There are two pooling techniques: **max pooling **and **average pooling**. In practice, operations are carried out to calculate the maximum or average value on a subset of boxes of the input matrix. The goal of pooling is to minimize complexity, thus reducing overfitting.

The convolution process and the subsampling process by pooling are both repeated, among other things by applying nonlinear activation functions to the various feature maps, namely the Rectified Linear Unit (RELU).

After N convolution processes – Pooling – RELU, you will need to transform the pooled feature maps into a one-dimensional vector, using the process called **Flattening**.

It will thus be possible to provide the resulting vector as input to a fully connected neural network, where each node will be connected with all the others: this is in practice the hidden level of our CNN that deals with the prediction and classification of the image.

At the end of the process, we will reach the output layer, where two types of activation functions will be applied to complete the image classification: the sigmoid function in case of binary classification, or its multi-dimensional variant called softmax, suitable in case of classification related to multiple categories.

Analyzing the previous figure, the CNN network is divided into two processes:

- The first contains the initial layers where features are prepared using convolution, pooling, and flattening processes. The goal is to extract image features that are presentable to the next process, the neural classification network.
- The second process consists of a traditional neural network, in our case completely connected to better classify the image based on the features received as input.

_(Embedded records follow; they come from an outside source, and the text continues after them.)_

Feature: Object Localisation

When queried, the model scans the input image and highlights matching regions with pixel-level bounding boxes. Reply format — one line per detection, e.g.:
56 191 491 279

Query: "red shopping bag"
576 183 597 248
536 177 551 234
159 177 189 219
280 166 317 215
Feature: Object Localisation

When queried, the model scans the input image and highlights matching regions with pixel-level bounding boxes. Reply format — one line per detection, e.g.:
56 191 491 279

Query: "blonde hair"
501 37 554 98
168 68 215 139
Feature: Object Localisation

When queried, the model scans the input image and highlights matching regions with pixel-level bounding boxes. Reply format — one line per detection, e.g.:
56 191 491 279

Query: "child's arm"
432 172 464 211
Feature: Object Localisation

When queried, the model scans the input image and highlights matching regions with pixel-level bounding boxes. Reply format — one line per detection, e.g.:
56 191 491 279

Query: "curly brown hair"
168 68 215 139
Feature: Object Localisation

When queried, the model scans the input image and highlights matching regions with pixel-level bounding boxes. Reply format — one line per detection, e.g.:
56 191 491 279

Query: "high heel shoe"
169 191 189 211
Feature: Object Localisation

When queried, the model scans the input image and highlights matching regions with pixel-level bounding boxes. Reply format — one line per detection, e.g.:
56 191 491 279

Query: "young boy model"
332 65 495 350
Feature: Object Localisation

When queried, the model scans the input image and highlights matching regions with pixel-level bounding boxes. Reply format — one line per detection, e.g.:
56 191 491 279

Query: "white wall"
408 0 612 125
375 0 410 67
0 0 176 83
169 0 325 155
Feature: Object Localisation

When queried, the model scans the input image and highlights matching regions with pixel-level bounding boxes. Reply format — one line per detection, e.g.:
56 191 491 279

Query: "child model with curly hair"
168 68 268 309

By clicking on the link below you can see an example of CNN with convolutional network in 2D: https://www.cs.cmu.edu/~aharley/vis/conv/flat.html

**Humanativa Projects**

One of Humanativa’s still ongoing projects in the CNN field is focused on the possibility of extracting information about faces, objects and locations from a video file (films / documentaries).

The result of this project will then be used to implement research image services to extract additional information from search engines.